Australia learned long ago that acquiring submarines is complex and always takes longer than expected. This was certainly the case with the Oberon class that Australia purchased from Britain in the 1960s—eight were ordered but only six delivered. And it held true for the Collins class that followed, which had problems that took almost 20 years to remediate.

Lengthy submarine design and delivery schedules create opportunities for adversaries to capitalize on fast-moving disruptive technologies such as artificial intelligence, quantum computing and autonomous systems. These technologies will change how underwater operations are conducted in ways that are difficult to predict and account for.

However, it is possible to predict with some confidence the ways in which the acoustic environment will change over the coming decades—and my simulator does just that. My research suggests that as the oceans become warmer and their chemical make-up changes, sound will travel further due to reduced transmission loss.

By 2100, ultrasonic sonar transmissions in the 30 kilohertz range (a frequency that might be used for mine hunting) will travel between 40% and 87% further than they do today, and sonar transmissions in the 10 kilohertz range (a frequency appropriate for hydrographic mapping) will travel between 15% and 25% further.

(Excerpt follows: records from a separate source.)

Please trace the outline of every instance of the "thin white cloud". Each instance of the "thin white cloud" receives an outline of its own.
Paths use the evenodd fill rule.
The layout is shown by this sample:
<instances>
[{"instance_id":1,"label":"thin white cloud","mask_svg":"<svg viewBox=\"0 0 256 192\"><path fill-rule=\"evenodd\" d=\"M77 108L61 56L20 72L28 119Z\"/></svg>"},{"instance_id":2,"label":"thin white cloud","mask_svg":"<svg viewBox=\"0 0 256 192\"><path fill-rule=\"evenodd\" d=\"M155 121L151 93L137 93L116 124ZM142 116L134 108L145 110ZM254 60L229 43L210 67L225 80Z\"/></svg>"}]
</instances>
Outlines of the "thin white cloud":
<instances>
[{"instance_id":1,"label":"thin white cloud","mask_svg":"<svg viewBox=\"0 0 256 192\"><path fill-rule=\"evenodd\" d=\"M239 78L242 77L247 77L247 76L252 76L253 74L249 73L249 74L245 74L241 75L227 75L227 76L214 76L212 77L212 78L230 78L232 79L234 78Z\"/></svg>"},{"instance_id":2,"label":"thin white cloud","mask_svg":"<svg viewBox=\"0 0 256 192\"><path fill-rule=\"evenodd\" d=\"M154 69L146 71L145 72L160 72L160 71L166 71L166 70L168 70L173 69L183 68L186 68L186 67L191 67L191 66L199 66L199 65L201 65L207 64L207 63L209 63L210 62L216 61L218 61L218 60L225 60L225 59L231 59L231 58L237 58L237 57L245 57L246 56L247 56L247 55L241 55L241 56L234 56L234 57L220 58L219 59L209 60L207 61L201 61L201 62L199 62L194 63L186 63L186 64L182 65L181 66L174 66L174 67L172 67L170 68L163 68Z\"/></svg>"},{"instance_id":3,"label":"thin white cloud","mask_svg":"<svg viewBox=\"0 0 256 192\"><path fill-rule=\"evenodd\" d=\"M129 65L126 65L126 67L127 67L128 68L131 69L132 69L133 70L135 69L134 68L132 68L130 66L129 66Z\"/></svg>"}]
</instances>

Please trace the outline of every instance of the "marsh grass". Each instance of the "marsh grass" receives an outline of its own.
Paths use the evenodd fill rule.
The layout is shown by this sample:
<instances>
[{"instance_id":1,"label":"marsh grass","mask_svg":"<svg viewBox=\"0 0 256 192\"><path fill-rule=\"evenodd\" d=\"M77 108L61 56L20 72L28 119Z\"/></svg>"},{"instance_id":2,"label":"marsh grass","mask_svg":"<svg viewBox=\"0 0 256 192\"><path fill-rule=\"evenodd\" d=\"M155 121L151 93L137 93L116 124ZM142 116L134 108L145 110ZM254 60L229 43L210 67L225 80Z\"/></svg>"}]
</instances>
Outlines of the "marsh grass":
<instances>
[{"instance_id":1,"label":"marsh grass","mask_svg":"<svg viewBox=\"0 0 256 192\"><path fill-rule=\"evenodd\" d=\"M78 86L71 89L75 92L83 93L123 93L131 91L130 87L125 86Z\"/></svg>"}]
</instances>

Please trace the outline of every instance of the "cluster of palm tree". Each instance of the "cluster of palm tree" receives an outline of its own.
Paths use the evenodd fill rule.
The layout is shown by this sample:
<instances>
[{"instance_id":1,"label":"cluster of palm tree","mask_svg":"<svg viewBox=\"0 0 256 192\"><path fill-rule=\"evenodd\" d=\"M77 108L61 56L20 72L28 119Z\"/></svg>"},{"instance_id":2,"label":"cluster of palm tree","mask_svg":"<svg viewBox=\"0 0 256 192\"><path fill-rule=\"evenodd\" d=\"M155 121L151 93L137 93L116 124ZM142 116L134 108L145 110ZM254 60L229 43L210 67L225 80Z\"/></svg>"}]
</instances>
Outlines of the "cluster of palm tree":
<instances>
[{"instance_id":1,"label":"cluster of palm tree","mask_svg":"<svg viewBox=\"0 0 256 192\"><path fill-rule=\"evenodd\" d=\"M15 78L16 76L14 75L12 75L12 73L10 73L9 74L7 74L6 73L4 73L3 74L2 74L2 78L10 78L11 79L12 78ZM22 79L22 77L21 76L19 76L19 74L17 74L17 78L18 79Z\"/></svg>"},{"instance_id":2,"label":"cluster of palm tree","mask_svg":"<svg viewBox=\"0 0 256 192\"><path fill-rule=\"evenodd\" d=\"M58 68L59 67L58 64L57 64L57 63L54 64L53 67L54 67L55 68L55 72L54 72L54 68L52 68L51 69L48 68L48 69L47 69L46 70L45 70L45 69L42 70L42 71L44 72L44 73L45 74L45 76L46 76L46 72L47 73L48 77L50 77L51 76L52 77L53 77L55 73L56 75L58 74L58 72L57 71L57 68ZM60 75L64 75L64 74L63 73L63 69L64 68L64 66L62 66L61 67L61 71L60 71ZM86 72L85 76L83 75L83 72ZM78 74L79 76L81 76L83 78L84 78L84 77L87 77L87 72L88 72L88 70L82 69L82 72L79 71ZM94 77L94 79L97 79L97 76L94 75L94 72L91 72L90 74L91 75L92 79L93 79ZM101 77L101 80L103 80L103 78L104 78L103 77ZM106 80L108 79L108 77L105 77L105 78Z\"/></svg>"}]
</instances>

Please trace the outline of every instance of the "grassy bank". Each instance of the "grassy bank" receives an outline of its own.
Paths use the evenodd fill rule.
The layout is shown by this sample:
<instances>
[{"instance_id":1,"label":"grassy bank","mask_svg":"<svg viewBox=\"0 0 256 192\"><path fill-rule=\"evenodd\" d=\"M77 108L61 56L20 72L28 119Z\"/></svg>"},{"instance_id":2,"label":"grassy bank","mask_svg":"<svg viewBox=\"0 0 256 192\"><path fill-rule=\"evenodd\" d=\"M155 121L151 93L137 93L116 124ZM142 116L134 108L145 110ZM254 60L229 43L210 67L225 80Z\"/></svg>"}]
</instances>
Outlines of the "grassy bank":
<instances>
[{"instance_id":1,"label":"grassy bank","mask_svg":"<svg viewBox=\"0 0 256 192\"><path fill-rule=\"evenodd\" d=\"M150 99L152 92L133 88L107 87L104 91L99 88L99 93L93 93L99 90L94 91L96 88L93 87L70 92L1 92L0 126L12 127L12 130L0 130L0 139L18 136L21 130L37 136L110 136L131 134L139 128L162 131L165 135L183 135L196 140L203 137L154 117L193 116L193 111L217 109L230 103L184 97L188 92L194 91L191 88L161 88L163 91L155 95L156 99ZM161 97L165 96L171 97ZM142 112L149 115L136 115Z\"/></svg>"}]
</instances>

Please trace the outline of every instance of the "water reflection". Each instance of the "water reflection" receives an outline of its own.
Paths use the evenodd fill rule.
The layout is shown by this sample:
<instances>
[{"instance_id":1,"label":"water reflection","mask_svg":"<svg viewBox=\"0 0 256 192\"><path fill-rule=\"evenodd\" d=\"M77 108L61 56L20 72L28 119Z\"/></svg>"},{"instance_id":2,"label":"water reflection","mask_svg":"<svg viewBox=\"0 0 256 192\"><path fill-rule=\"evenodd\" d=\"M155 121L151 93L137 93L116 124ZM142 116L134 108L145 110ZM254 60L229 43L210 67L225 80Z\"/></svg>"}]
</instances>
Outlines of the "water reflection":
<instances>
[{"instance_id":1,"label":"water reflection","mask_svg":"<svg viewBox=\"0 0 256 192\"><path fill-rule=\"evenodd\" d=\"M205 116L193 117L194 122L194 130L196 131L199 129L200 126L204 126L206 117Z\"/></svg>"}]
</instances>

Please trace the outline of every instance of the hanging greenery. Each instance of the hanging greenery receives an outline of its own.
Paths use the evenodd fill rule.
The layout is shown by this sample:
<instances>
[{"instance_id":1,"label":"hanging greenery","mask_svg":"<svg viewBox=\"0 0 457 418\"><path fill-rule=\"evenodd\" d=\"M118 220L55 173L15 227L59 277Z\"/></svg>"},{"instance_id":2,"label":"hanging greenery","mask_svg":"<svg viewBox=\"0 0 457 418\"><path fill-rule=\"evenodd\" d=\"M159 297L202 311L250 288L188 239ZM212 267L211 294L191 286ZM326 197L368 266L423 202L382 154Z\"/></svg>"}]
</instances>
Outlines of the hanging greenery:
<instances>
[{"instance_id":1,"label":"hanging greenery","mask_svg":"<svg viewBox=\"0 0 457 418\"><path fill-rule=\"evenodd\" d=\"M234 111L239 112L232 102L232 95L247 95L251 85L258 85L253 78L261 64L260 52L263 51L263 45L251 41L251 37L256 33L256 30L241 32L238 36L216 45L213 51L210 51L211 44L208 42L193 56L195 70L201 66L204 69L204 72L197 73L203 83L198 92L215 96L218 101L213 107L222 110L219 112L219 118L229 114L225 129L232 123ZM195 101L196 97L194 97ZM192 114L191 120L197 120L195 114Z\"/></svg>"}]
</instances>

The effect will vary depending on latitude: colder polar oceans will experience more extreme variations than warmer coastal waters.

With sound traveling further, undersea stealth platforms such as submarines will find it more difficult to hide in the open ocean. But they may also find it easier to hide in coastal waters, as the ocean becomes noisier.

I modelled the effects of our changing oceans over time by bringing together predictions from the UN Intergovernmental Panel on Climate Change’s representative concentration pathway 8.5 climate model with data from ocean-going Argo data-collection robots that agencies such as the CSIRO use to monitor ocean parameters. I fed this data into a custom-built simulator, which generates a digital twin of the ocean to explore what these changes might look like.